July: Pamplona for Running of the Bulls
Not for the faint of heart, this Spanish tradition often takes places on the festival of San Fermín in Pamplona. The tradition started when bulls were being led from the countryside into the bullrings in the city for a fight later that night. In the beginning, risky youngsters would hop in front of the bulls and try to outrun them on their way into town. Now a huge festival that brings in over a million guests – largely thanks to Ernest Hemingway’s writings on the event in The Sun Also Rises – crowds line up for a chance to run with the bulls… And hopefully not meet a grisly end on the streets.
August: Buñol for La Tomatina Festival
Grab your rotten tomatoes, your all-white outfit and head down to Buñol for La Tomatina Festival – where 20,000 lucky lottery winners engage in a huge food fight on the town streets. The festivities begin when somebody climbs up a two-story high wooden pole and grabs a ham hock from the top. Then a water cannon will signal the beginning of the festival, which lasts for exactly one hour. Fire trucks are then brought out to hose off the participants. Folklore says that the festival started from a simple food fight that a large group of friends were having in 1945.
September: Munich for Oktoberfest
It’s time to clean up and leave Spain for Germany. Though the name suggests the festival takes place in October, the three-week long celebration usually starts in late September. To do as the Germans do, buy yourself a traditional dirndl or a pair of lederhosen before heading to the huge Oktoberfest grounds. To snag a good seat, you can reserve a spot in a tent in advance or arrive super early each day. Get ready to raise a glass with your table mates and make some new friends after downing a couple of steins! By the end of a day there, you’ll have a couple of German drinking songs stuck in your head for weeks to come.

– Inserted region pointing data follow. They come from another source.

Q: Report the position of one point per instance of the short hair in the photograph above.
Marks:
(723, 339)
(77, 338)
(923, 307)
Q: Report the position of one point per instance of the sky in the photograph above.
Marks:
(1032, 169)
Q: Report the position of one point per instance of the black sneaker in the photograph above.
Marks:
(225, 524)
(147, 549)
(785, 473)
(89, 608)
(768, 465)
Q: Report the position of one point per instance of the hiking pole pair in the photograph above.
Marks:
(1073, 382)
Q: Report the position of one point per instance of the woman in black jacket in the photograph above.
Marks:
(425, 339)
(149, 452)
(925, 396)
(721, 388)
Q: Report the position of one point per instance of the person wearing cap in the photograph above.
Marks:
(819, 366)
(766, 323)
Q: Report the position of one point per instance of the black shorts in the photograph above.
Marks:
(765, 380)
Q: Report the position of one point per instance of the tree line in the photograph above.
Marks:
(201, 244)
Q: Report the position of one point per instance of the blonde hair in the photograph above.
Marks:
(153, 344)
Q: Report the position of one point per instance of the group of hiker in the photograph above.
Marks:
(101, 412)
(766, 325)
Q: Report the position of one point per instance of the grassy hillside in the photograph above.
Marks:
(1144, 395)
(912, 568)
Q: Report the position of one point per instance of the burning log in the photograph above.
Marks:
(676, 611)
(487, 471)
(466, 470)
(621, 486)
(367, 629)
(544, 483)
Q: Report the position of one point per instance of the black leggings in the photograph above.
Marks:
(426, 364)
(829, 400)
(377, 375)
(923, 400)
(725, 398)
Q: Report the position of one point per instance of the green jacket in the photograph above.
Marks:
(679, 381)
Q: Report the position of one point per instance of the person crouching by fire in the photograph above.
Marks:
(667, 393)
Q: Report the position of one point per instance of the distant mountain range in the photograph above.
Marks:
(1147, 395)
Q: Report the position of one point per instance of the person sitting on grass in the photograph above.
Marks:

October: Tel Aviv for Rosh Hashanah
Before going across the Atlantic, make a stop in Tel Aviv for the Jewish New Year of Rosh Hashanah. The two-day celebration is observed across the nation and it’s not uncommon for people to start wishing you, “Shanah Tovah!” in the week leading up to the holiday. If you don’t have any connections in Tel Aviv, there are plenty of websites where families that can host travelers (no matter their religion) for Rosh Hashanah dinner are listed. Step outside of your comfort zone and reach out to these willing families to experience the celebrations from this familial perspective.
November: Mexico City for Dia De Los Muertos
Make one last stop in Mexico City for Dia De Los Muertos celebrations! The festival honors the dead with festivals and parades that take on a lively, not morbid, tone. The tradition recalls Aztec celebrations, while incorporating the Catholic faith of the conquistadors that invaded Mexico in the 1500s. With the perspective that the dead would rather the living not mourn their losses, Dia De Los Muertos aims to celebrate life with good food, drink and performances. It is also believed that the dead come back to life on this day to partake in the rambunctious celebrations with loved ones.
December: Back Home for New Year’s Eve
Head back home to round up your globetrotting excursions and celebrate the New Year with friends and family! Though New Year’s Eve infamously never goes as planned, we still painstakingly plan it all out, each and every year, with glitter in our eyes (and everywhere else) as we aim to see the coming year as one full of the same promise, adventure and love that filled our past year.